Crossing a river
One thing is for sure when you go hiking in Iceland and that’s that you’ll not get far without coming to the first stream. Usually they’re little brooks, which are good to get a fresh drink from. On the other hand, they can be large rivers and you will need to wade them, in which case you should bear some things in mind:
- Rivers often have less volume earlier in the day, so organising hiking trips accordingly is not a bad idea.
- Look around for suitable locations to ford.
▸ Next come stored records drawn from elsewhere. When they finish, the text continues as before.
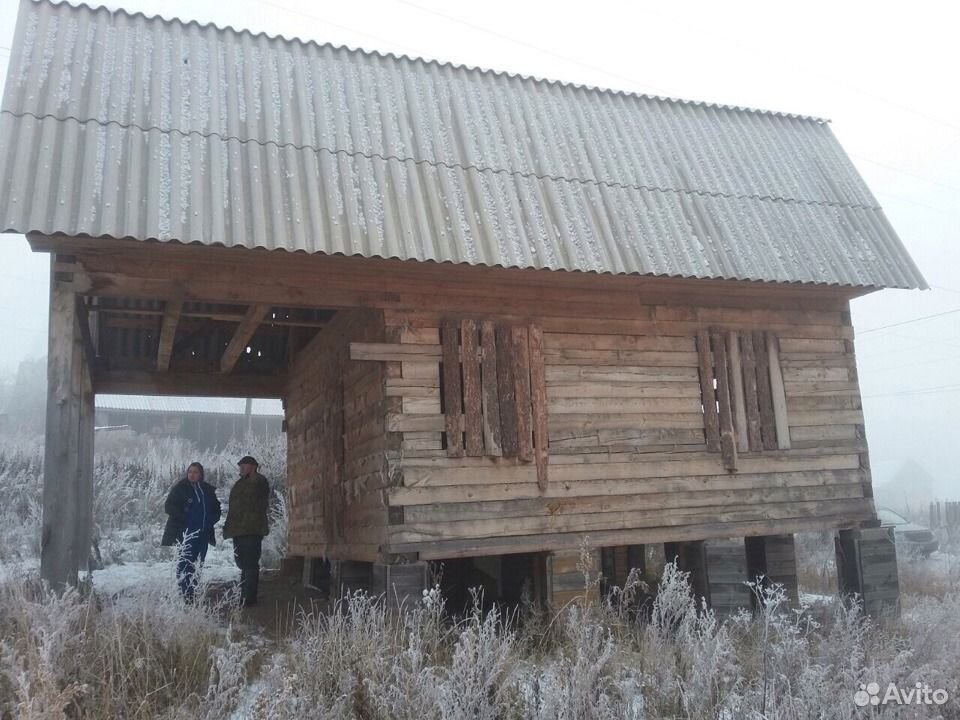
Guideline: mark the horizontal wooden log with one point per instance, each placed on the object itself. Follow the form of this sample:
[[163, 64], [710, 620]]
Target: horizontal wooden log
[[438, 532], [593, 504]]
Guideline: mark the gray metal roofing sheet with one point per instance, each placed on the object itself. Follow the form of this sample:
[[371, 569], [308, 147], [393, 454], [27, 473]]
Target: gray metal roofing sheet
[[121, 125]]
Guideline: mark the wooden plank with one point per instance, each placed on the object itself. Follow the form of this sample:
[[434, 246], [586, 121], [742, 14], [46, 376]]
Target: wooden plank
[[711, 420], [473, 405], [778, 393], [728, 443], [396, 352], [768, 425], [241, 336], [750, 391], [737, 395], [521, 374], [561, 390], [620, 488], [538, 396], [168, 330], [491, 397], [506, 391], [452, 392]]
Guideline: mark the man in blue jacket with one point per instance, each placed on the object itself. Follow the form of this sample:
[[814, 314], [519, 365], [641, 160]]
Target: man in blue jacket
[[192, 510]]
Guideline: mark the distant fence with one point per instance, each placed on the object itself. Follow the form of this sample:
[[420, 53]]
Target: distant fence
[[946, 516]]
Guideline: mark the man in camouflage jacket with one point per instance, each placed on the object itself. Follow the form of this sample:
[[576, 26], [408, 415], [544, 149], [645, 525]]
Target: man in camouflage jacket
[[247, 525]]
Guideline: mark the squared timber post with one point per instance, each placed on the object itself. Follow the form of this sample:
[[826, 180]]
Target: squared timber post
[[774, 558], [402, 584], [67, 526], [566, 582], [867, 567], [691, 558], [726, 569]]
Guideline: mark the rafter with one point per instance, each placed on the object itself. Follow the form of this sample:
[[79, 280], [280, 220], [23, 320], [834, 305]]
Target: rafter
[[245, 330]]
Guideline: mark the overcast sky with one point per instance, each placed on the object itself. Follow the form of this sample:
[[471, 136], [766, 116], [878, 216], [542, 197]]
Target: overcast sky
[[884, 73]]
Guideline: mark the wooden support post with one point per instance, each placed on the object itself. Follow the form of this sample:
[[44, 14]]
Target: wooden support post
[[67, 525], [402, 584], [778, 394], [566, 582], [691, 558], [737, 396], [352, 575], [774, 558], [728, 443], [726, 568], [711, 419], [867, 568], [491, 397], [245, 330], [168, 331]]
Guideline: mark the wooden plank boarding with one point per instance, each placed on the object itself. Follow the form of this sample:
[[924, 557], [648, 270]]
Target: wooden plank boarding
[[711, 420], [491, 397], [521, 376], [737, 396], [728, 446], [168, 330], [538, 396], [452, 397], [749, 362], [768, 424], [506, 389], [473, 405], [778, 394]]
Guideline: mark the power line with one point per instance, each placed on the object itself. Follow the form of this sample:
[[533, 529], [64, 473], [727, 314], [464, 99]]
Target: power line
[[907, 322], [918, 391], [902, 171]]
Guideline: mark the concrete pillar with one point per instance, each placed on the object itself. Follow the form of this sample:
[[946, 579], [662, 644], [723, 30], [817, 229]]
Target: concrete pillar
[[726, 562], [867, 568], [774, 558], [402, 584], [691, 557], [565, 580], [351, 575]]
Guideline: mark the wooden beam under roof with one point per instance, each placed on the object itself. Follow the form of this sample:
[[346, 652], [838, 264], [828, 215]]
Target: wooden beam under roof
[[248, 326], [168, 330]]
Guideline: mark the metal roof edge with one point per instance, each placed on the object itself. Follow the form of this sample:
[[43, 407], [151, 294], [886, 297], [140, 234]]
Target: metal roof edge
[[403, 58]]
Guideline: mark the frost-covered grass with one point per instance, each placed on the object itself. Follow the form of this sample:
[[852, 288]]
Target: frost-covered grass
[[132, 476], [131, 648], [146, 654]]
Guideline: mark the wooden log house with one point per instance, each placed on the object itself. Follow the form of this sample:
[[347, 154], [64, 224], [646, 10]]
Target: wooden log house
[[509, 318]]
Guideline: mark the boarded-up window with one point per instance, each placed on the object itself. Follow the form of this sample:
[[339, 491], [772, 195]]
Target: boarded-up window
[[493, 391], [744, 404]]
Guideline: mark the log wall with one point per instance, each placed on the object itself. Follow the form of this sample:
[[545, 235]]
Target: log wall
[[628, 456], [337, 443]]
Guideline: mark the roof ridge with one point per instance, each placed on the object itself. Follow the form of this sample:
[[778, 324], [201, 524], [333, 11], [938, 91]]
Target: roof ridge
[[555, 177], [435, 63]]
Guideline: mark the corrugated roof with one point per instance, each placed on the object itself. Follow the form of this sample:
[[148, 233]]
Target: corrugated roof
[[187, 405], [121, 125]]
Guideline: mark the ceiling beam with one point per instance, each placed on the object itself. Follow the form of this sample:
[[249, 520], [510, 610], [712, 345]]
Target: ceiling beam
[[188, 383], [245, 330], [168, 330]]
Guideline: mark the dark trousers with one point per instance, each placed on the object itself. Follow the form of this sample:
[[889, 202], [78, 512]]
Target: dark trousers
[[246, 553], [191, 556]]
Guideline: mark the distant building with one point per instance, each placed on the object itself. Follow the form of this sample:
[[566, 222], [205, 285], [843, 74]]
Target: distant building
[[209, 422]]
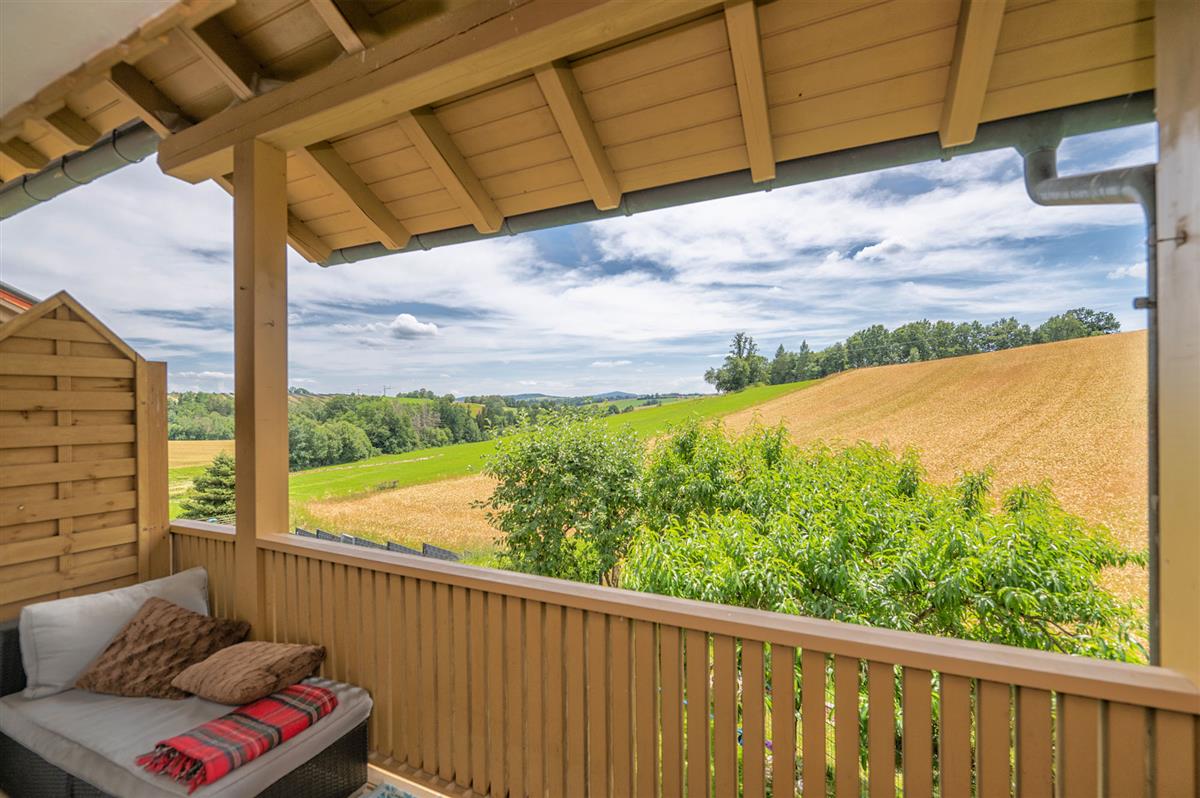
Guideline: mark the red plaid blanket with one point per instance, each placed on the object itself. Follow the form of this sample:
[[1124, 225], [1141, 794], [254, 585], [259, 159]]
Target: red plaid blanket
[[214, 749]]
Be aware that places that are good for crossing with jeeps are seldom good for crossing on foot.
- Look for meanders in the river which are places where there is loose gravel and sand and the current dies down as the river expands.
- Meanders are usually the best location you’ll find for fording a river though the river may be wider there.
- Preferably wade the river with two or three other people at a time by clasping arms together at the elbows.
- Loosen any straps on backpacks and be sure not to have anything tied tight that could complicate things if you or someone else might fall.
- It’s best to have special wading shoes as it is not wise to cross barefoot – this can increase the likelihood of a fall.
- Before fording, it’s smart to decide on a spot farther down the river where everyone will go to if someone might unfortunately fall.
- If you fall, roll onto your back, keep your feet in front of you and trudge to the place – or near to it – that was previously decided upon.
When planning your hiking trip get information about rivers, if they are possible to cross on foot and then what time is best and etc. Never cross a river unless you are 100% sure of how to do it and feel safe doing it.